Back then I was measuring. I was craning my neck 180 degrees to the left and seeing how I had felt the previous Fall when “all this” had begun. By “all this” of course I meant the relationship that was disintegrating around me at the time. That’s all the “this” my brain had room for. I was looking backward and remembering how wonderful it had all been when it started, the twelfth of September witnessing our first kiss in the wee hours of the morning on a dark couch in his living room, the way I seemed almost to swirl bodily in the progressively cooling air I was so swept off my feet. We giggled and stared into each other’s eyes. The leaves fell and everything was bathed in violently beautiful colors and he was violently beautiful to me, and I felt violently beautiful, too. I remember surveying my ungainly happiness with a kind of suspicion, the knowledge that something’s gotta give, that this joyful nonsense wasn’t the stuff real life was made of. The time between last September and the one before watched as we loved and grew annoyed, squabbled, laughed, made passive-aggressive comments, cooked together, traveled abroad, drank, read, watched movies, sang songs a major third apart, frowned at textbooks, frowned at friends, frowned at ourselves, rocketed toward an eventuality that seemed only to include us. Late summer was hot and we forced affection, napping in the muggy daze that had become our togetherness. His bed felt too warm all the time, the room trapping all our restless heat inside until we stewed in it. And still I clawed at him, wrapped my fingers around his arm and dug my nails in. The year has him stamped, scribbled, painted all over it. They are Siamese twins, the year and him. All the things, pieces of myself I acquired during that time, are pieces of him whether he ever knew it or not.

As September approached, the heat and the humming overpowered me, and I recognized more than anything that my feet were a little too firmly planted on the ground. I was swept away by nothing, and these did not feel like the greatest days of the year.

September melted into October. The days finally cooled slightly, but I wore short sleeves the night it ended. I got in my car and drove away, the days of wailing at him concluded, only to give way to days of wailing on my own. And that was it.

September begins tomorrow, and with it comes “anticipating anxiety and disbelief,” but not disillusionment.
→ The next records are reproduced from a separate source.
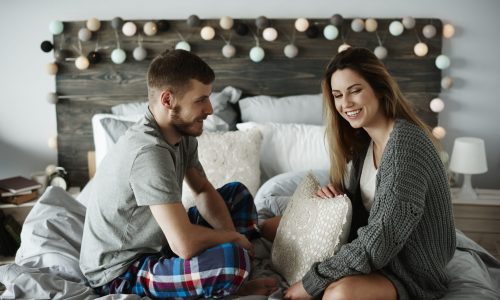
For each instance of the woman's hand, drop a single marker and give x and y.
(328, 191)
(296, 291)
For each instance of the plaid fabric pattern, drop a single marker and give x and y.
(218, 271)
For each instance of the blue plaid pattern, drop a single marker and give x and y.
(218, 271)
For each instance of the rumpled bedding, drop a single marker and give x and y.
(46, 265)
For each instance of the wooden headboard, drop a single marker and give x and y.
(83, 93)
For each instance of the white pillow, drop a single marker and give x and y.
(104, 136)
(290, 147)
(311, 230)
(228, 156)
(305, 109)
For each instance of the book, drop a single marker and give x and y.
(19, 184)
(20, 199)
(4, 193)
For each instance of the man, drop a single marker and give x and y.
(138, 237)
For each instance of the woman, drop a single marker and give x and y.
(402, 233)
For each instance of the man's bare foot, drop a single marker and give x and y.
(264, 286)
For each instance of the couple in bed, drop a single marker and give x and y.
(139, 239)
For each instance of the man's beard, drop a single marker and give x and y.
(187, 128)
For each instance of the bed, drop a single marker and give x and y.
(266, 121)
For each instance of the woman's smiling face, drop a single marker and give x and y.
(355, 100)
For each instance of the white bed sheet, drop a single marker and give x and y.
(44, 269)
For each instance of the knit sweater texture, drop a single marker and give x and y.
(409, 233)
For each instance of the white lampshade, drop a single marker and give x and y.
(468, 156)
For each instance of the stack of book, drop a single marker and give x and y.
(10, 235)
(18, 190)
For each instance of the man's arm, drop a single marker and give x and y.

The song never speaks of whether the anticipation is ever fulfilled. I think not. Anticipation at such a level can never truly be lived-up to—at least not in my schema-driven universe. When I look back one year ago, I shake my head almost imperceptibly with downcast eyes. The only similarity it poses with two years ago is that yet again I felt like flying. Only this time, it was with the disappointment that flowed from me with such force I thought I might lift off from the ground and disappear forever.

Maybe this year i'll be painting the windows of my own hotel.